Stellar Populations in Satellite Galaxies in Close Pairs
Anne E. Sansom, Ignacio Ferreras, Benjamin F. McDonald
TL;DR
This study tests whether satellite galaxies in close pairs exhibit conformity in stellar population properties by reanalyzing a high-S/N SDSS sample with new semi-empirical SSP templates that span a wide range of [$\alpha$/Fe]. By fitting 15 optical Lick indices to stacks of satellites at fixed velocity dispersion $\sigma$ and comparing two extreme mass ratios $\mu_1$ and $\mu_3$, the authors find robust age conformity: satellites around more massive primaries tend to be older by up to ~2 Gyr at the same $\sigma$, while metallicity and [$\alpha$/Fe] show no clear environmental offsets.
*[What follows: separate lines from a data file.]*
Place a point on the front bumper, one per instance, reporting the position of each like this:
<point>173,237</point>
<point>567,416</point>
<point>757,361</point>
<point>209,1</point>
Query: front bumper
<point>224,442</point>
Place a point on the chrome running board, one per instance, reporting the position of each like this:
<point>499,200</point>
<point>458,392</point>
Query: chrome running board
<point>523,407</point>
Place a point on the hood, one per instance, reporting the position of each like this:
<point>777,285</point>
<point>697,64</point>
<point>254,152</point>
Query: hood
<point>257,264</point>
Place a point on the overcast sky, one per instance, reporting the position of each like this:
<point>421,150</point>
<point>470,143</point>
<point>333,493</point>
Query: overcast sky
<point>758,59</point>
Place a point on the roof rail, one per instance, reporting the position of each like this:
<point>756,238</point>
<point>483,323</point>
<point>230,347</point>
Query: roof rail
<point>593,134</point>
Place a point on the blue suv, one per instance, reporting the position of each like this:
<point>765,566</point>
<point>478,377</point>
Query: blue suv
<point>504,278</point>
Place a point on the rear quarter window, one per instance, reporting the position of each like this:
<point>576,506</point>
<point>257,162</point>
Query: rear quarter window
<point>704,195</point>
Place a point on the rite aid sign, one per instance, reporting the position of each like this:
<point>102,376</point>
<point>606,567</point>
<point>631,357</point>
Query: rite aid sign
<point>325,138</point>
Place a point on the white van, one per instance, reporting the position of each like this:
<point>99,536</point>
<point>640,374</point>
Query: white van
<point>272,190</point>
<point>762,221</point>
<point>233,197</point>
This age conformity persists even when allowing [$\alpha$/Fe] to vary, and there is a suggested upturn in $[$\alpha$/Fe] at the lowest $\sigma$. A turnover in the age trends at the highest $\sigma$ implies environment-related processes in the most massive groups, offering a sensitive constraint for subgrid physics in simulations and for assembly-bias scenarios in galaxy evolution.
Abstract
Satellite galaxies that are near to massive primary galaxies in close pairs can have stellar population ages that are more similar to their primaries than expected. This is one way in which close pairs of galaxies show galactic conformity, which is thought to be driven by assembly bias. Such conformity is seen in ages, morphologies and star formation rates in different samples. This paper revisits a high signal-to-noise SDSS spectroscopic sample, by spectral fitting of new stellar population models, to investigate satellite galaxy properties of age, metallicity and alpha-element abundance. We find the clear signature of age conformity, as previously seen, but no clear evidence for conformity in metallicity or abundance ratios. The offsets showing age conformity are not caused by age-metallicity degeneracies. There is a suggestion in these data that lower velocity dispersion satellites have increased [alpha/Fe] compared to a control sample of passive galaxies, however this needs further observations to be verified. Our results also suggest an intriguing turnover in the age trends of the satellites at the highest velocity dispersion, perhaps reflecting the onset of environment-related processes in the most massive groups.